By Jak Phillips    30 Jun 2014
A Lego driving school is expected to be one of the many fun-filled areas at Legoland Japan

Merlin Entertainments has today (30 June) unveiled plans for a high-profile development in the world’s second biggest theme park market, with the launch of its first Legoland in Japan.

The new park, to be located in the central city of Nagoya, will cost around ¥32bn (US$315m, €231m, £185m) in total and adds to UK-based Merlin’s existing portfolio of six Legoland parks in five countries.

First identified as a preferred site in late 2011, Legoland Japan will be opened in Q2 2017 under Merlin’s ‘operated and leased’ model, with the infrastructure being funded by a third party. Merlin will directly invest around ¥9.2bn (US$90m, €66m, £53m) in the park over the next three years and lease the balance of the assets from a company owned by KIRKBI Invest A/S (a subsidiary of investment and holding company KIRKBI A/S which has a 75 per cent ownership share in the Lego Group and a 29.9 per cent shareholding in Merlin).

KIRKBI’s investment, which is separate to that of Merlin’s, will be funded through a combination of equity and external debt provided by Sumitomo Mitsui Banking Corporation (SMBC). Merlin’s investment is expected to deliver returns consistent with the group’s stated pre-tax cash ROIC (Return on invested Capital) target of 20 per cent.

Merlin is looking to build on the success of its existing Legoland Discovery Centre in Tokyo. With the Japanese theme park market – the largest in Asia – valued at approximately US$6.8bn (€5bn, £4bn) and Lego brand awareness in the country already high, Merlin expects to attract a broad market, with a particular focus on young families.

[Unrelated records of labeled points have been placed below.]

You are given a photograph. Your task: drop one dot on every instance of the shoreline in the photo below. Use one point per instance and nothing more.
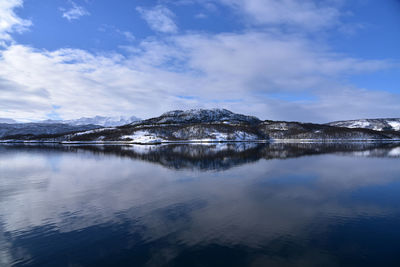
(288, 141)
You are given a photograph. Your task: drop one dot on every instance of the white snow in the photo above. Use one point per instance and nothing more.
(359, 124)
(395, 152)
(143, 137)
(94, 131)
(395, 125)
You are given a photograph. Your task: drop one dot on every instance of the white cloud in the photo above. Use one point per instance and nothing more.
(244, 72)
(9, 21)
(75, 12)
(235, 71)
(159, 19)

Legoland Japan will be of similar scale to the recently opened Legoland parks in Malaysia and Florida and is expected to employ up to 1,000 staff. The Legoland Park Operating Group enjoyed 14.2 per cent revenue growth in 2013 – delivering over US$596 (€436m, £350m) in revenue with an EBITDA margin of 36 per cent – and Merlin sees the roll out of new Legoland parks as one of the key growth drivers of the business.

“The park will make a significant contribution to the growth of the Merlin group from opening in the second quarter of 2017, as well as supporting our continued geographic diversification,” said Merlin CEO Nick Varney.

“Long term, we continue to believe that there is significant opportunity for the Legoland brand, with the potential for up to 20 parks across the world and we remain committed to our target of opening a new park every two to three years.”